Psicologia dell’emergenza

Terremoto in Abruzzo, 2009

Ricomporre l’infranto.

La telefonata di Ada mise fine alle mie vacanze di Pasqua.
C’era stato il terremoto in Abruzzo, la prima squadra SIPEM era già partita con la Protezione Civile; bisognava dare il cambio entro una settimana. Ada voleva andarci e aveva trovato solo me. Riuscì a contagiarmi al punto che avevo solo l’ansia di correre lì anch’io. Partii. Un mezzo della Protezione Civile di Parma ci portò al campo cui era stata assegnata la nostra squadra. Con Ada eravamo in una grande tenda a più letti; di notte nel silenzio si sentiva il suono del generatore. Ad un tratto mi svegliai con la consapevolezza di 300 bare allineate da qualche parte. Cifra tonda, che aumentava di poco quella che risultava allora, come per una elaborazione mitica per significare “molte”, cioè troppe.

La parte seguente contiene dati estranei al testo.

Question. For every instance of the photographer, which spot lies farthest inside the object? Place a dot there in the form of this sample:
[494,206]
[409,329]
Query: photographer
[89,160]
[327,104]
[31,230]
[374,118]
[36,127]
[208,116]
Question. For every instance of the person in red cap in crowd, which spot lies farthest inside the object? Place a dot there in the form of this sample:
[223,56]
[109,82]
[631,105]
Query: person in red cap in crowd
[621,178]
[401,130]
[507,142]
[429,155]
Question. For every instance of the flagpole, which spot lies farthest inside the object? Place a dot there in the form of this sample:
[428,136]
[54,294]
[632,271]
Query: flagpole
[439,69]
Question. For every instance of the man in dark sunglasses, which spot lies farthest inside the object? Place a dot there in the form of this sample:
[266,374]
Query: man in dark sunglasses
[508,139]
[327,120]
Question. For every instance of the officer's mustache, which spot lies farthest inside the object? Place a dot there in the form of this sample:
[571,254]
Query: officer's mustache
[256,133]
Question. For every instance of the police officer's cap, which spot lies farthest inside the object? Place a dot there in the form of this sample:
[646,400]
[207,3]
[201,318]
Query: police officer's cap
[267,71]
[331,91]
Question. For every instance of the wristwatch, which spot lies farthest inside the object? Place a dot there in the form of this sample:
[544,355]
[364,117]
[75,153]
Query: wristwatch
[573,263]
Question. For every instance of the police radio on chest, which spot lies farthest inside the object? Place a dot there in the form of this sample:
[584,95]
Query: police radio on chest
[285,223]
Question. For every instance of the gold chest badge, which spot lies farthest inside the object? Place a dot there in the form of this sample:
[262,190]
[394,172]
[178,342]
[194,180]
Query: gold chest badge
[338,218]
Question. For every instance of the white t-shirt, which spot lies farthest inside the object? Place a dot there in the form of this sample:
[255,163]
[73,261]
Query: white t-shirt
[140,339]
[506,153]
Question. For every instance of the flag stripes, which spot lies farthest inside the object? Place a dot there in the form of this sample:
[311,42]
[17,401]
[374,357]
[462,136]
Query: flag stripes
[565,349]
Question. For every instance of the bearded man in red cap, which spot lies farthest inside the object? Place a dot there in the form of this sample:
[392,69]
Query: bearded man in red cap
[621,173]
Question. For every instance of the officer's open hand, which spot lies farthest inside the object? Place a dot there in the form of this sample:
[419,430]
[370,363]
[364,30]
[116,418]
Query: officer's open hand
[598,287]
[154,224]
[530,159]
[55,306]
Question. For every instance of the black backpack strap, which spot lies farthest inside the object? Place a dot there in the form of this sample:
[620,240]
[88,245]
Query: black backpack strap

Di giorno davo una mano agli scout, che cercavano di organizzare la vita dei bambini, che altrimenti scorrazzavano per il campo; ma non era libertà: semplicemente l’organizzazione scolastica e famigliare erano saltate. Ogni giorno arrivavano camion pieni di peluches: forse tanti bambini avevano destinato il loro ad un piccolo terremotato. Ma al campo diventavano feticci che si accumulavano nelle tende, risarcimento generico per tutto quello che si era perduto. Chi li portava voleva darli personalmente ai bambini, vedere i sorrisi sui loro volti. E’difficile spiegare alle persone benintenzionate i motivi per cui i soccorsi devono essere organizzati e possono occuparsene solo le organizzazioni che sono nel sistema di Protezione Civile. Gli scout cercavano di regolarne la profusione e dare un senso che non fosse l’accumulo indiscriminato. Si cercava insomma di creare una vita ordinata di rapporti e di regole là dove ogni “normalità” era saltata.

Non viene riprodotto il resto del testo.